When I first heard that the President won the Nobel Peace Prize, I was really shocked. My first question, and that of everyone I spoke to this morning, was, "Why?" I was anxious to hear what the professional pundit’s reactions would be. My prediction would be skepticism from the Right, and unbridled glee from the Left. I was only half-right. Other conservatives responded as I did, with confusion and bewilderment.
The reaction from the Left, though, surprised me. While some are all but dancing in the streets, some Leftists — major ones at that — are also confused. Matt Lauer said, “We’re less than a year into the first term of this president and there are no — I’m not trying to be, you know, rude here — no major foreign policy achievements, to date.” He even asked David Gregory, “So, what you’re saying in some ways and, again, not to be rude here or sarcastic, that in some ways he wins this award for not being George W. Bush?” to which Gregory responded, “I think that that is an inescapable conclusion about all of this.” I never thought I’d agree with a post on the The Daily Beast, but I think Peter Beinart got it right:
The Nobel Prize Committee should be in the business of conferring celebrity on unknown human-rights and peace activists toiling in the most god-forsaken parts of the world; the people who really need the attention (and even the money).

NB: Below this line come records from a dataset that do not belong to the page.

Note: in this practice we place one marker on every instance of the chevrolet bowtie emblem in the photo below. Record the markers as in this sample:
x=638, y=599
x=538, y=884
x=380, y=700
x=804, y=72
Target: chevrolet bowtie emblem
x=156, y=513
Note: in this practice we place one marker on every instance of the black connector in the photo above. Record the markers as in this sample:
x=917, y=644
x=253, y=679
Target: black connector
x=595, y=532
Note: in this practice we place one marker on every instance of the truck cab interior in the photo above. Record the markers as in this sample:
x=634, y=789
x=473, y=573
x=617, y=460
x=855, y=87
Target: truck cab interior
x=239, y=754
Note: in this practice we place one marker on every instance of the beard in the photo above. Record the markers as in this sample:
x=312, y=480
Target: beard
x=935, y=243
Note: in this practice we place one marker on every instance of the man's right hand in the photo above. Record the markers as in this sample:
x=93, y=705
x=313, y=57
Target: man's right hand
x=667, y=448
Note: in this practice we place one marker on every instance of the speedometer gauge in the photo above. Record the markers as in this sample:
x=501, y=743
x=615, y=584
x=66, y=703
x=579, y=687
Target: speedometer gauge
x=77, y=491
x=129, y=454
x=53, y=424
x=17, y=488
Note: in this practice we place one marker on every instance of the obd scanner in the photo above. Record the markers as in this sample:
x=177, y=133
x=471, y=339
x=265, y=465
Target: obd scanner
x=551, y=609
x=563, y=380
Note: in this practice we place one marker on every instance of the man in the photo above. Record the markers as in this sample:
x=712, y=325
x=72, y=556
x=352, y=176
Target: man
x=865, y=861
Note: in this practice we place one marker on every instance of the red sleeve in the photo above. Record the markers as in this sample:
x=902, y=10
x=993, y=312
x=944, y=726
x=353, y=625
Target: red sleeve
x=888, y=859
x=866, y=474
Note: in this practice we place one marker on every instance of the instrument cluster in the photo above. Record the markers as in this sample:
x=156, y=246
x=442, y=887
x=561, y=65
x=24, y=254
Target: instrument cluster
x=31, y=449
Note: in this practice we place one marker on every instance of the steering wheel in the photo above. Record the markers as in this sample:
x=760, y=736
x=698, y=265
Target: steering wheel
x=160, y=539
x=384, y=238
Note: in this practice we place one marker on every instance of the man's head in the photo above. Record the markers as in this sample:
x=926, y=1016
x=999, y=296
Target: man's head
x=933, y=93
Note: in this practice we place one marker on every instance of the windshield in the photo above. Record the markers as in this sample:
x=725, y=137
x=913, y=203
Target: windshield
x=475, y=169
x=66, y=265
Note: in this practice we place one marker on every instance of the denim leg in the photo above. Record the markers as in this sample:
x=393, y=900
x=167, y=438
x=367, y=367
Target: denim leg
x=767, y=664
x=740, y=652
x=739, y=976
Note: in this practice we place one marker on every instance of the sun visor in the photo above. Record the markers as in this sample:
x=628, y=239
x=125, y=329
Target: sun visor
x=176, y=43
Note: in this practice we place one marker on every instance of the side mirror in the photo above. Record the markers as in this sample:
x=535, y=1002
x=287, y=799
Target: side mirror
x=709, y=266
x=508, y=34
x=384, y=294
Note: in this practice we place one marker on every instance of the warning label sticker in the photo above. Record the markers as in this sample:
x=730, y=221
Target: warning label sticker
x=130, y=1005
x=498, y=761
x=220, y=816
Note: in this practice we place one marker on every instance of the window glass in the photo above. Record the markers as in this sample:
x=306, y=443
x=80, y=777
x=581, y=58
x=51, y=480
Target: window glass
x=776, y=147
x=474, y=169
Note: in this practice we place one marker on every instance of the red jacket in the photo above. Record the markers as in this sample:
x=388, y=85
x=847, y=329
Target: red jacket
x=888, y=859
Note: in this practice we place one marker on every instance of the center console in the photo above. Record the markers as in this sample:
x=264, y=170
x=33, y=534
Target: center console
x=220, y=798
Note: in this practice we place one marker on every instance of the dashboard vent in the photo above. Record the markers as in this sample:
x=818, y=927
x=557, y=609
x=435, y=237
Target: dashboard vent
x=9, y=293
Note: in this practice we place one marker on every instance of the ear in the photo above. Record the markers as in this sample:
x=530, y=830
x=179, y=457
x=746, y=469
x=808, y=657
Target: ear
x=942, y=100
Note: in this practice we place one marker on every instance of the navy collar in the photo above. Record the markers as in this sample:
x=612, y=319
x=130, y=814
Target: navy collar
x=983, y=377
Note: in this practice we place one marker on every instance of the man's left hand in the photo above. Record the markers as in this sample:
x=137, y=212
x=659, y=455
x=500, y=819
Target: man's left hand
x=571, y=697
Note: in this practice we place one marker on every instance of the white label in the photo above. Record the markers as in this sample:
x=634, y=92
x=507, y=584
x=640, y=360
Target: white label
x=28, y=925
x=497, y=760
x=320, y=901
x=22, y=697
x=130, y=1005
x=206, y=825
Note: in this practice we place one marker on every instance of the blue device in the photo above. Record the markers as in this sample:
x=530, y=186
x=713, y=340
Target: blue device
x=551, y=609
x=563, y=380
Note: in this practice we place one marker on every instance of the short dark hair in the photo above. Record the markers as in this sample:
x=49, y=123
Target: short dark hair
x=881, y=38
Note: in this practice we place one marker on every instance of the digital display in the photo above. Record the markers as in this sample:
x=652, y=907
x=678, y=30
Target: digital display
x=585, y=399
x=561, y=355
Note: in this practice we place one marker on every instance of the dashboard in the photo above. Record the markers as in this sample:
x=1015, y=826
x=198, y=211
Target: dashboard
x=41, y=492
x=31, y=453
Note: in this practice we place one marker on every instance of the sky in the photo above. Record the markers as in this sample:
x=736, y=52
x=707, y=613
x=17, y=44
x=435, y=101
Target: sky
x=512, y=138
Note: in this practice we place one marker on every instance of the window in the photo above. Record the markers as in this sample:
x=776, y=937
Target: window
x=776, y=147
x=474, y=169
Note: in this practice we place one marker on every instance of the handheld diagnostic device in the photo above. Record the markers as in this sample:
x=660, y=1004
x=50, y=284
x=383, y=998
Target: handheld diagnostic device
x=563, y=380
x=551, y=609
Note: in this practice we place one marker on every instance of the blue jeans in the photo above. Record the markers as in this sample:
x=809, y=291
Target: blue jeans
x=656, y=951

It should be in the business of angering powerful tyrants by giving their victims a moment in the sun. Choosing Barack Obama, who practically orbits the sun already, accomplishes the exact opposite of that. Let’s hope Obama eventually deserves this award. And let’s hope the Nobel Committee’s decision meets with such a deafening chorus of chortles and jeers that it never does something this stupid again.
When it comes down to it, I really don’t care who wins the award. It’s been mostly a farce for years now, with terrorists like Yasser Arafat and warm-mongering junk scientists* like Al Gore winning, I don’t think it’s had any real credibility for a long time. Adam Graham at Race 4 2012 sums it up nicely. What bothers me is how weird it is putting a man who has only talked about peace next to those who labored in slums or languished in prisons. It boggles the mind.
*I say junk science because I don’t buy the sky is falling proclamations of Gore and his ilk. Even if one assumes he’s right, though, how is fighting melting ice caps related to peace? Because people might someday fight over dry land in some sort real life Water World scenario? Absurd.